UZLAŞMADAN ANAYASA NASIL DEĞİŞECEK
Dünden bugüne süregeldiği gibi, politika hep bu önyargılarla yürütülürse bu anayasa nasıl değişecek. Darbeye, muhtıraya, cuntalara karşıyız diyoruz, ama siyasiler hiç bir konuda, bir anlaşma ve uzlaşma metni ortaya koyamıyorsa, bu durum: değişim gerektiğinde bunu darbeciye havale etmek anlamına gelmeyecek mi?
Bu durum: ben bir uzlaşma sağlayarak, ortaya toplumsal anlaşma ürünü bir şey koyamam; değişimi sen dayat, fakat dayatman benden yana olsun; yoksa darbene karşı çıkar, demokrasi havarisi kesilirim demek olmuyor mu?
En önemlisi de, bu durum Türk siyasi tarihinde bir yüzkarası değil midir? 85 senede siyasilerin sivil bir anayasa hazırlayamamış olması, halkın suçu mudur, yoksa yönetenlerin beceriksizliği mi? Bu durum siyasetin birbirine güvensizliği, kurumların birbirine güvensizliği ve rejime güvensizlik değil midir?
Peki, tüm bu güvensizlikler nedendir? Çünkü halka güvenilememektedir. Halka güvenilse, yani hâkimiyet kayıtsız şartsız millete devredilse, tüm sorunlar çözülecektir.
Anayasa değişikliklerinde herkes, öncelikle kafasına şunu koymalıdır. Anayasa her durumda ve herkese uygulanacaktır. Yani iktidar ve devlet savunmalı bir anayasa yaparsanız, bu sizi iktidarda ve devlet elinizde iken ne kadar savunuyorsa, halk veya muhalefet olduğunuz zaman da, sizi o kadar ezecektir.
Ve bilinmelidir ki, kimse ne ebedi iktidar, ne de ebedi muhalefettir. Ortaya koyduğu hizmet ve tavra göre, herkesin konumu sürekli değişecektir. Öyleyse anayasaların, her durumda, herkesi ve her ferdi koruyacak şekilde düzenlenmesi gerekir.

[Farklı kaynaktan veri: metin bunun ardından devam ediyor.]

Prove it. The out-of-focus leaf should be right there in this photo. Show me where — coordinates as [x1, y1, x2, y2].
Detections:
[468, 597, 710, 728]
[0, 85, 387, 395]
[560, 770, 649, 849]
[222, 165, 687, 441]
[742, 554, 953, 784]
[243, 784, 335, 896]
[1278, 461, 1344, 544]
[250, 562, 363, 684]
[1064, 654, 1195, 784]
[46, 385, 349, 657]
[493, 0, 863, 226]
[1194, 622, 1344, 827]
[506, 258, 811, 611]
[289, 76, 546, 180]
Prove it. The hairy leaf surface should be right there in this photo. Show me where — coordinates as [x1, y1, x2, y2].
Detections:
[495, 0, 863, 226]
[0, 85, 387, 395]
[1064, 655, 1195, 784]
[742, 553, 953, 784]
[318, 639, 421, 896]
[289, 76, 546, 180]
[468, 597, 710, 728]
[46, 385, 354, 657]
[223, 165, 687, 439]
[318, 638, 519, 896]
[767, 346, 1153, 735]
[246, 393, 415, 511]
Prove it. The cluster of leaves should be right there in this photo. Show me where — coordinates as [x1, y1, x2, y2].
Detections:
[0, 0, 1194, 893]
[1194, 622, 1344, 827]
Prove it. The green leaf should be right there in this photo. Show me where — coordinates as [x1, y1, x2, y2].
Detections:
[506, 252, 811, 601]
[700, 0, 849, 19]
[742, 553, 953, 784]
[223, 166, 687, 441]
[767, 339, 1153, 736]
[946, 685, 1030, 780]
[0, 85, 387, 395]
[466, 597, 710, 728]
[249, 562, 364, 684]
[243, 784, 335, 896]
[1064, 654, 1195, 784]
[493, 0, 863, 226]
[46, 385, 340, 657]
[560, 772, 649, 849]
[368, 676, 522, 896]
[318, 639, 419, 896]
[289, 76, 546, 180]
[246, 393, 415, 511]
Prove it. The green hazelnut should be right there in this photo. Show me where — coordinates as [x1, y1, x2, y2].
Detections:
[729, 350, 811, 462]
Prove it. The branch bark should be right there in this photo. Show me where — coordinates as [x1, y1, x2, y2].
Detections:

Fakat ne yazık ki, çok partili yaşamın başlangıcından bu güne, devlete ve onu ele geçiren iktidara geniş yetkiler veren antidemokratik anayasaları, herkes muhalefetteyken karşı çıkıp eleştirirken, iktidar olduğunda, yani gücü kullanma yetkisi eline geçince, nefret ettiği anayasayı sahiplenmenin ötesinde tapınmaktadır.
Bu gün ise siyasi tarihimizde bir ilk gerçekleşmekte ve iktidar olan, yani bu anayasanın sınırsız yetkilerini kullanma mevkiinde olan bir parti değişiklik istemektedir. Bu nasıl oldu derseniz, maalesef bu bizim iç dinamiklerimizin sonucu değildir. Seksen beş sene daha geçse bizim kendiliğimizden bu noktayı yakalayabilmemiz olası da değildir.
Bu AB’nin dayatmasıdır. AB böylesi antidemokratik bir anayasa ile birlik içinde yer alamazsın, müzakerelerin sürmesini istiyorsan anayasanı acilen ve kökten değiştirmen gerekir demektedir.
Dayatmanın iyisi olur mu derseniz, aklı, bilimi ve çağı dayatıyorsa iyidir. Atatürk’ün cumhuriyeti dayatması gibidir. Bu noktayı kendimiz yakalayamayıp, Avrupa’nın dayatmasından komplekse kapılarak karşı çıkmak da çok gereksizdir.
Hatta biz bu demokrasi dayatmasını, AB’ye teşekkür ederek ve severek kabullenmemiz gerekir. Çünkü AB bize en çok gerekli olan kavram olmasına karşın, kendiliğimizden 85 senedir yakalayamadığımız ve içinde bulunduğumuz Şark kültürü ve anlayışlarla, 85 sene daha geçse de asla yakalayamayacağımız, bizi yüzyıllardır süren hastalığımızdan kurtaracak bir ilacı sunmaktadır.
Neden sunmaktadır, ne çıkarı vardır, babasının hayrına mı yapmaktadır, vs.den çok, benim ne çıkarım var diye düşünmek gerekir. Ben yüzyıllardır bu bataklıktan çıkamıyorsam, çıkaracak olanın benden nasıl bir bedel isteyeceğinden önce bataklıktan çıkmayı, buradan çıkaracak olan aracı tercih etmemiz gerekir. Çünkü bataklığa batmış vaziyetteyken pazarlık gücümüz de bulunmamaktadır.